A 28-year-old woman presents to her gynecologist with complaints of intermittent vaginal bleeding, persistent fatigue, and mild pelvic pain. She also mentions recent shortness of breath and a mild cough over the past two weeks. She denies fever, abdominal swelling, or recent pregnancies. On physical examination, she appears pale but stable. Speculum examination reveals dark blood in the vaginal canal with no visible lesions. Her uterus is mildly tender on bimanual examination and appears slightly enlarged. The gynecologist orders a serum beta-hCG test, which returns markedly elevated at 125,000 IU/L. An ultrasound of the pelvis reveals a heterogeneous, highly vascular mass in the uterine cavity. A chest X-ray reveals multiple nodular lesions in both lungs. Biopsy reveals dimorphic neoplasm characterized by mononucleate cytotrophoblast and intermediate trophoblast, intimately admixed with multinucleate syncytiotrophoblast. The lesion shows prominent hemorrhage due to its extensive pseudovascular network. It also has central necrosis. What is the most common precursor to this neoplasm?
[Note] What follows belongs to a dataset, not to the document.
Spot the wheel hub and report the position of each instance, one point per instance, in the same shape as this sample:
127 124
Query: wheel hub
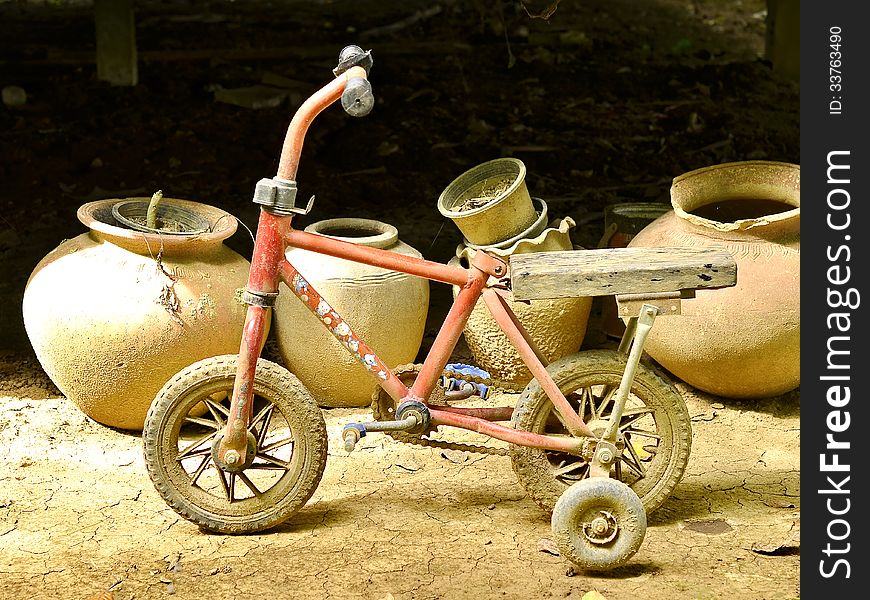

A 24 year-old woman G2P1, with one prior healthy vaginal delivery and no significant medical conditions presents to the emergency department with complaints of abnormal vaginal bleeding and severe nausea and vomiting at 10 weeks of gestation. She describes her bleeding as intermittent but heavy at times and notes that her nausea is much worse than in her first pregnancy. On examination, her uterus is larger than expected for 10 weeks gestation. She denies abdominal pain or fever. There are no signs of hemodynamic instability. Laboratory tests are ordered. Beta-hCG is markedly elevated at 150,000 IU/L, significantly higher than expected for her gestational age. The ultrasound reveals a “snowstorm” pattern consistent with a complete molar pregnancy. She is diagnosed with a complete molar pregnancy. Which of the following statements about p57KIP2 staining is correct in the context of hydatidiform moles?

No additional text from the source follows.